Court Ruling Creates Three-Way Race On Debit Rule

SIOUX FALLS, S.D. – A U.S. appellate court has approved Minnesota’s TCF Bank’s request for an expedited appeal of a lower court ruling denying a bid to block the Federal Reserve’s final rule on interchange charges, setting up a three-way race between the courts, the Fed and Congress on the controversial effort to limit the lucrative fees.

 

In its ruling, the U.S. Court of Appeals for the Eighth Circuit required the $15 billion bank to submit its brief by April 28 and the Fed to respond by May 12, with TCF given until May 23 to reply.
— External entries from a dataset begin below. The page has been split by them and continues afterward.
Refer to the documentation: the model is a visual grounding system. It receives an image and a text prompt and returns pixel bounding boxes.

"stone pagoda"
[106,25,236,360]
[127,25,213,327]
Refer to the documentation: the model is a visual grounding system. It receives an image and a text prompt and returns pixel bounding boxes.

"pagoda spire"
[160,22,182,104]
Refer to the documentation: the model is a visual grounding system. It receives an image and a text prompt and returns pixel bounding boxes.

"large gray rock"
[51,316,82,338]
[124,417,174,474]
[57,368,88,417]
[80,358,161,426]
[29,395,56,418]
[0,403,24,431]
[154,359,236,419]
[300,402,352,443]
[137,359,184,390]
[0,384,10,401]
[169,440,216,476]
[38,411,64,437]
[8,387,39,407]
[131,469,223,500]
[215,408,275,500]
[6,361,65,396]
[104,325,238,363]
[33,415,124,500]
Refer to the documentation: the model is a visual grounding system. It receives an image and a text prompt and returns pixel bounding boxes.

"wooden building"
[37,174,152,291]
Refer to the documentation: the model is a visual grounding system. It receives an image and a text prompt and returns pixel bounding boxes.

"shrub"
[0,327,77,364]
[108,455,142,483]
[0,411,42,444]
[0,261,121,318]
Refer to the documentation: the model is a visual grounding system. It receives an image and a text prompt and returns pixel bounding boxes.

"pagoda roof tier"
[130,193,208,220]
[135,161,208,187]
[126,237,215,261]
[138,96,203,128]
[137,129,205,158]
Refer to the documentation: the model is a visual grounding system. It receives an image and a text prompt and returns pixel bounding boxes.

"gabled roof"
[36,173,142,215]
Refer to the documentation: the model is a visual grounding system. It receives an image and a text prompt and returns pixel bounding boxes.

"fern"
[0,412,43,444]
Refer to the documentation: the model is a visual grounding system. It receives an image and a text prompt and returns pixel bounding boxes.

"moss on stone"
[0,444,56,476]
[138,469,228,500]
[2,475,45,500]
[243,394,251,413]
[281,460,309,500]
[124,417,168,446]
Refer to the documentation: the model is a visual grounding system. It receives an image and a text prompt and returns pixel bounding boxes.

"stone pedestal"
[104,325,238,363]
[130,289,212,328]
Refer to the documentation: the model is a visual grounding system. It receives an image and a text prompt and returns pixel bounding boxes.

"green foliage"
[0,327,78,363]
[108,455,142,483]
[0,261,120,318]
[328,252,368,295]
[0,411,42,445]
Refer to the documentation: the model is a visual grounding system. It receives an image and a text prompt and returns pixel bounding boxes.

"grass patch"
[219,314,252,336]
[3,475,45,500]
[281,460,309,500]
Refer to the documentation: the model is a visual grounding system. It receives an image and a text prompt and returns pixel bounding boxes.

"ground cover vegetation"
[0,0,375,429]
Oral arguments would be held in June.

 

The court schedule brushes closely against a July 21 deadline for the Fed to implement a final rule.

 

Meantime, TCF and the other banks, along with credit unions, are lobbying Congress to delay the impending deadline to allow the Fed up to two years to study the interchange issue.

 

The appeals court schedule is likely to conflict with the Fed’s own timetable, which will include approving a final rule prior to the implementation date, so as to give banks and credit union proper lead-in time to plan for implementation.

 

The banks and credit unions are fighting over some $20 billion in debit fees they earned last year, which the Durbin amendment to last year’s Wall Street reform bill would cut by as much as two-thirds. The fees were especially lucrative for credit unions, who earned an estimated $2.6 billion in interchange in 2010, according to CUNA.